Sunday, August 6, 2023

How to Batch Import Huge CSV Fast using PHP (Million Records in Seconds)

I know, I know! How can you put PHP and Fast in the same line? I would say, you are stuck in the past. You should try PHP 7 and experience it yourself. There will be a lot of criticism for this article. Kindly read through.

LOAD DATA INFILE is the best option to import a huge CSV file. In this article we are going to see how we are going to read a CSV file and INSERT records via PHP script. This can be used in such a special case.

In general PHP will not have such use cases. But you never know, when you will come across such a situation, a client requirement can come any time. When you are a “freelance programmer” (not playing a consultant role), you will be thrust upon with all sorts of crazy requirements.

Huge CSV Import PHP

I have written an article about all things CSV in PHP. You should go through that to learn about handling CSV files in PHP.

I am well aware about the micro-benchmarking and its pitfalls. So, I didn’t go in that direction for this articles. That’s why I have given in the title as just seconds. It’s an approximation. This is not for people who are going to see in micro, nano seconds.

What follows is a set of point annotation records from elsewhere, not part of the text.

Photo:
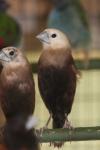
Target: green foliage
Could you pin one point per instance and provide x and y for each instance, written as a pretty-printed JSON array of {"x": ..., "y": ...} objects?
[{"x": 9, "y": 31}]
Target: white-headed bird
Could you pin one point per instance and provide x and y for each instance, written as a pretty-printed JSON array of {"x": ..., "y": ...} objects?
[
  {"x": 17, "y": 99},
  {"x": 57, "y": 76}
]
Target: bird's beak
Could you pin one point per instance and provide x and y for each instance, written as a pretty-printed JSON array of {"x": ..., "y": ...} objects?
[
  {"x": 43, "y": 37},
  {"x": 4, "y": 57}
]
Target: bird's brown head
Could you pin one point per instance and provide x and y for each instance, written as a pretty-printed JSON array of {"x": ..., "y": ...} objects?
[
  {"x": 9, "y": 55},
  {"x": 53, "y": 39}
]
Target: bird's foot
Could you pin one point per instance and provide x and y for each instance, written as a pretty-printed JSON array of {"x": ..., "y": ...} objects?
[
  {"x": 68, "y": 125},
  {"x": 41, "y": 130},
  {"x": 57, "y": 144}
]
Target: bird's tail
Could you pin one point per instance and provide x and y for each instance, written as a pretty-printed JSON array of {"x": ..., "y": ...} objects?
[
  {"x": 58, "y": 120},
  {"x": 19, "y": 133}
]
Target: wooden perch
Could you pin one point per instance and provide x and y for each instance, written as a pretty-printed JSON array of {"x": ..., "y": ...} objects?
[{"x": 77, "y": 134}]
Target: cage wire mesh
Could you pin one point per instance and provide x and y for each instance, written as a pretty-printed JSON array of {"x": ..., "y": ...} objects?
[{"x": 86, "y": 107}]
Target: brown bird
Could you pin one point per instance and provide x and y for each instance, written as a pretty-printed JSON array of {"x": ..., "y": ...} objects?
[
  {"x": 57, "y": 76},
  {"x": 17, "y": 97}
]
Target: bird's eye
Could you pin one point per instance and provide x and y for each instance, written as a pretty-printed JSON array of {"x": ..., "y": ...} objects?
[
  {"x": 11, "y": 53},
  {"x": 53, "y": 35}
]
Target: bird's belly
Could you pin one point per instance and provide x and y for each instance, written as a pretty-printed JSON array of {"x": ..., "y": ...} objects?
[{"x": 53, "y": 86}]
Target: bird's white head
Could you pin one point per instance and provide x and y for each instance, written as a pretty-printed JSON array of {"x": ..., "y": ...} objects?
[
  {"x": 53, "y": 39},
  {"x": 9, "y": 55}
]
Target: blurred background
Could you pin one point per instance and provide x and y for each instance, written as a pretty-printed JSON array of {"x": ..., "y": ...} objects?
[{"x": 22, "y": 20}]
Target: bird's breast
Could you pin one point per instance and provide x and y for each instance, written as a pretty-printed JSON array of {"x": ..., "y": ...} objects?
[{"x": 53, "y": 59}]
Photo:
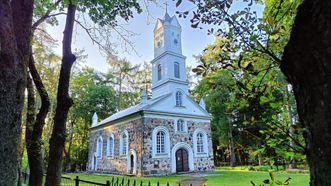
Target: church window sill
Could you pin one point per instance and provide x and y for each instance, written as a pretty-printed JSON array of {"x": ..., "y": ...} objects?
[
  {"x": 201, "y": 154},
  {"x": 161, "y": 155}
]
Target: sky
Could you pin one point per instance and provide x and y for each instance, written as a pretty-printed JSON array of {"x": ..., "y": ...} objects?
[{"x": 193, "y": 40}]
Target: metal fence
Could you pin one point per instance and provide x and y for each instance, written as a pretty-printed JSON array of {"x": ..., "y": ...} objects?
[{"x": 114, "y": 181}]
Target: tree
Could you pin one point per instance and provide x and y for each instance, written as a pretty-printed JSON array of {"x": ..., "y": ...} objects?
[
  {"x": 15, "y": 29},
  {"x": 306, "y": 64},
  {"x": 102, "y": 16},
  {"x": 123, "y": 73},
  {"x": 249, "y": 50}
]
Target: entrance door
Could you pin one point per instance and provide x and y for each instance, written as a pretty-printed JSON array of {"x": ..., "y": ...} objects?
[
  {"x": 94, "y": 163},
  {"x": 181, "y": 160},
  {"x": 131, "y": 164}
]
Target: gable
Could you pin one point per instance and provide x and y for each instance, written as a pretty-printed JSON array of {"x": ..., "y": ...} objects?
[
  {"x": 168, "y": 104},
  {"x": 174, "y": 21}
]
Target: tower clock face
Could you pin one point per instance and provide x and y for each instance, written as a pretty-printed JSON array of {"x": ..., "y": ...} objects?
[{"x": 176, "y": 41}]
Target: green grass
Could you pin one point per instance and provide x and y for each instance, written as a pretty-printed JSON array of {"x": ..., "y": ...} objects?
[{"x": 221, "y": 178}]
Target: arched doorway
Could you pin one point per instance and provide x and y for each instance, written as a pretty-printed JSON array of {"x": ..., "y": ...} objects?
[
  {"x": 182, "y": 160},
  {"x": 94, "y": 162},
  {"x": 189, "y": 152},
  {"x": 131, "y": 163}
]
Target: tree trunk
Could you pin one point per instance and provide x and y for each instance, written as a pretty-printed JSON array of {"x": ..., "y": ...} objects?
[
  {"x": 293, "y": 164},
  {"x": 15, "y": 28},
  {"x": 307, "y": 65},
  {"x": 64, "y": 102},
  {"x": 35, "y": 126}
]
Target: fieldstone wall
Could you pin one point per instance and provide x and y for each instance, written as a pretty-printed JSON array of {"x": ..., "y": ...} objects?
[
  {"x": 162, "y": 166},
  {"x": 118, "y": 163}
]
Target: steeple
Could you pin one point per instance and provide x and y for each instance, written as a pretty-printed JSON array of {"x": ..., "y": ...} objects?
[
  {"x": 168, "y": 64},
  {"x": 94, "y": 119},
  {"x": 143, "y": 99}
]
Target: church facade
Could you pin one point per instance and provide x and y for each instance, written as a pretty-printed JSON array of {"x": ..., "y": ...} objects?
[{"x": 167, "y": 134}]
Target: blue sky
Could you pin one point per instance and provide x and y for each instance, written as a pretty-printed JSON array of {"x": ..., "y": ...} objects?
[{"x": 193, "y": 40}]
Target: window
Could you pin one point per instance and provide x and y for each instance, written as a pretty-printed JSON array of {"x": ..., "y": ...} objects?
[
  {"x": 200, "y": 143},
  {"x": 179, "y": 96},
  {"x": 124, "y": 143},
  {"x": 160, "y": 142},
  {"x": 110, "y": 146},
  {"x": 124, "y": 139},
  {"x": 180, "y": 125},
  {"x": 159, "y": 72},
  {"x": 176, "y": 70},
  {"x": 99, "y": 147}
]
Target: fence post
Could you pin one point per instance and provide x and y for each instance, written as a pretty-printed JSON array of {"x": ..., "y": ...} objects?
[{"x": 77, "y": 181}]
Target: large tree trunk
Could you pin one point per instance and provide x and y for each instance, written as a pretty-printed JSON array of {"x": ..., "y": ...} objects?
[
  {"x": 15, "y": 28},
  {"x": 64, "y": 102},
  {"x": 35, "y": 126},
  {"x": 307, "y": 65}
]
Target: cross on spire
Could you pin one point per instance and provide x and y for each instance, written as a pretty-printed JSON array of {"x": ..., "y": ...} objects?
[{"x": 166, "y": 3}]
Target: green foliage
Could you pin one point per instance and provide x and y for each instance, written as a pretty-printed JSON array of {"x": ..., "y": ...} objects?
[
  {"x": 240, "y": 75},
  {"x": 272, "y": 181}
]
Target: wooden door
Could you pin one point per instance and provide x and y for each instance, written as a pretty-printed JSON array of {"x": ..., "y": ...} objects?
[
  {"x": 181, "y": 160},
  {"x": 131, "y": 164}
]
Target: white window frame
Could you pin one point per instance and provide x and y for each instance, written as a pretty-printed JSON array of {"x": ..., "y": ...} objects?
[
  {"x": 179, "y": 99},
  {"x": 166, "y": 152},
  {"x": 110, "y": 147},
  {"x": 122, "y": 154},
  {"x": 99, "y": 146},
  {"x": 205, "y": 152},
  {"x": 183, "y": 126},
  {"x": 159, "y": 72},
  {"x": 176, "y": 70}
]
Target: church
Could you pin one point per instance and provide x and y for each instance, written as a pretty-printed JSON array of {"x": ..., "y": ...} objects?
[{"x": 167, "y": 134}]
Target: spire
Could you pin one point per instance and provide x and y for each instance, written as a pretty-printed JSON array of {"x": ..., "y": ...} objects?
[
  {"x": 94, "y": 119},
  {"x": 143, "y": 99},
  {"x": 202, "y": 104}
]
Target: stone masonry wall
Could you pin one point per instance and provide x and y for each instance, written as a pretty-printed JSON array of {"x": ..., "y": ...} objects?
[
  {"x": 162, "y": 166},
  {"x": 117, "y": 164}
]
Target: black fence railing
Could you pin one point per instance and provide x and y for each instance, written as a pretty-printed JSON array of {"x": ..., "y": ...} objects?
[{"x": 114, "y": 181}]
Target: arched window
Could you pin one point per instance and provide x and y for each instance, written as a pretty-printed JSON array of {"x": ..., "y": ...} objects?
[
  {"x": 159, "y": 72},
  {"x": 160, "y": 142},
  {"x": 99, "y": 147},
  {"x": 180, "y": 125},
  {"x": 200, "y": 143},
  {"x": 110, "y": 146},
  {"x": 124, "y": 143},
  {"x": 179, "y": 97},
  {"x": 176, "y": 70}
]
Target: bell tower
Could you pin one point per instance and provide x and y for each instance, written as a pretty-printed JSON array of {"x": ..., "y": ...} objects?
[{"x": 168, "y": 65}]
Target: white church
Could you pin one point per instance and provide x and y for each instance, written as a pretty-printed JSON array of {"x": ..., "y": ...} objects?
[{"x": 167, "y": 134}]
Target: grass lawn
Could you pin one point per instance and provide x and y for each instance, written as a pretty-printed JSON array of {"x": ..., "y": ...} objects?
[{"x": 221, "y": 178}]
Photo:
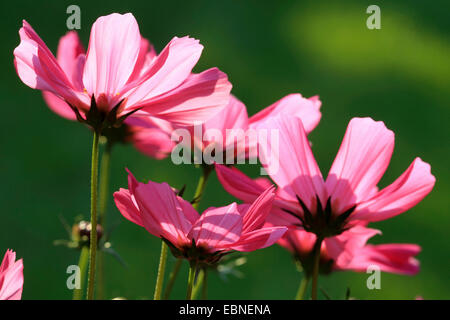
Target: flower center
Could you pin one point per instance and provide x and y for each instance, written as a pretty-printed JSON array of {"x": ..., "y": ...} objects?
[{"x": 323, "y": 222}]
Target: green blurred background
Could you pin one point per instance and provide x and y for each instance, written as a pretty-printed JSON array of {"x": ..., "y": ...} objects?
[{"x": 399, "y": 74}]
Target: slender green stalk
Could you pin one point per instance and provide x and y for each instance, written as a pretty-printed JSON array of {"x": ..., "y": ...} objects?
[
  {"x": 172, "y": 277},
  {"x": 302, "y": 288},
  {"x": 191, "y": 278},
  {"x": 104, "y": 183},
  {"x": 93, "y": 237},
  {"x": 82, "y": 264},
  {"x": 161, "y": 271},
  {"x": 207, "y": 169},
  {"x": 205, "y": 284},
  {"x": 103, "y": 203},
  {"x": 315, "y": 276}
]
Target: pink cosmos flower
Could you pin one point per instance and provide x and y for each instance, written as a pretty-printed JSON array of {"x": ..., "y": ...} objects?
[
  {"x": 230, "y": 134},
  {"x": 205, "y": 237},
  {"x": 235, "y": 135},
  {"x": 121, "y": 73},
  {"x": 151, "y": 136},
  {"x": 11, "y": 277},
  {"x": 348, "y": 195},
  {"x": 350, "y": 251}
]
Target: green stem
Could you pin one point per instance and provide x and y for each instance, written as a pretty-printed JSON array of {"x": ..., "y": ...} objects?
[
  {"x": 93, "y": 237},
  {"x": 198, "y": 284},
  {"x": 192, "y": 271},
  {"x": 82, "y": 264},
  {"x": 104, "y": 182},
  {"x": 302, "y": 288},
  {"x": 161, "y": 270},
  {"x": 103, "y": 202},
  {"x": 205, "y": 285},
  {"x": 315, "y": 276},
  {"x": 207, "y": 169},
  {"x": 172, "y": 277}
]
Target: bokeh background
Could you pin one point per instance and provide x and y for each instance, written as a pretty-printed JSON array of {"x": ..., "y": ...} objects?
[{"x": 399, "y": 74}]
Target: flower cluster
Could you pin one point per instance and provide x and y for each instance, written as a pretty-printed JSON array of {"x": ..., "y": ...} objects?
[{"x": 124, "y": 91}]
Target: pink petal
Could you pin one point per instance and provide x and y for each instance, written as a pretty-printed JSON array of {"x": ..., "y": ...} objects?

If you want to insert a million records in few seconds, using PHP script programmatically, then this will definitely help. The use case is rare and so the solution. You may have to do some tweaks here and there in this sample code to fit for your case.

<?php

function file_get_contents_chunked($link, $file, $chunk_size, $queryValuePrefix, $callback)
{
    try {
        $handle = fopen($file, "r");
        $i = 0;
        while (! feof($handle)) {
            call_user_func_array($callback, array(
                fread($handle, $chunk_size),
                &$handle,
                $i,
                &$queryValuePrefix,
                $link
            ));
            $i ++;
        }
        fclose($handle);
    } catch (Exception $e) {
        trigger_error("file_get_contents_chunked::" . $e->getMessage(), E_USER_NOTICE);
        return false;
    }

    return true;
}
$link = mysqli_connect("localhost", "root", "pass", "huge-csv");
$success = file_get_contents_chunked($link, "sample-dataset.csv", 2048, '', function ($chunk, &$handle, $iteration, &$queryValuePrefix, $link) {
    $TABLENAME = 'tbl_lead';
    $chunk = $queryValuePrefix . $chunk;

    // split the chunk of string by newline. Not using PHP's EOF
    // as it may not work for content stored on external sources
    $lineArray = preg_split("/\r\n|\n|\r/", $chunk);
    $query = 'INSERT INTO ' . $TABLENAME . '(id, name, email) VALUES ';
    $numberOfRecords = count($lineArray);
    for ($i = 0; $i < $numberOfRecords - 2; $i ++) {
        // split single CSV row to columns
        $colArray = explode(',', $lineArray[$i]);
        $query = $query . '(' . $colArray[0] . ',"' . $colArray[1] . '","' . $colArray[2] . '"),';
    }
    // last row without a comma
    $colArray = explode(',', $lineArray[$i]);
    $query = $query . '(' . $colArray[0] . ',"' . $colArray[1] . '","' . $colArray[2] . '")';
    $i = $i + 1;

    // storing the last truncated record and this will become the
    // prefix in the next run
    $queryValuePrefix = $lineArray[$i];
    mysqli_query($link, $query) or die(mysqli_error($link));

    /*
     * {$handle} is passed in case you want to seek to different parts of the file
     * {$iteration} is the section of the file that has been read so
     * ($i * 4096) is your current offset within the file.
     */
});

if (! $success) {
    // It Failed
}

Two main things to note are,

  1. Read the file in chunks (batch).
  2. Insert multiple records in a single insert statement.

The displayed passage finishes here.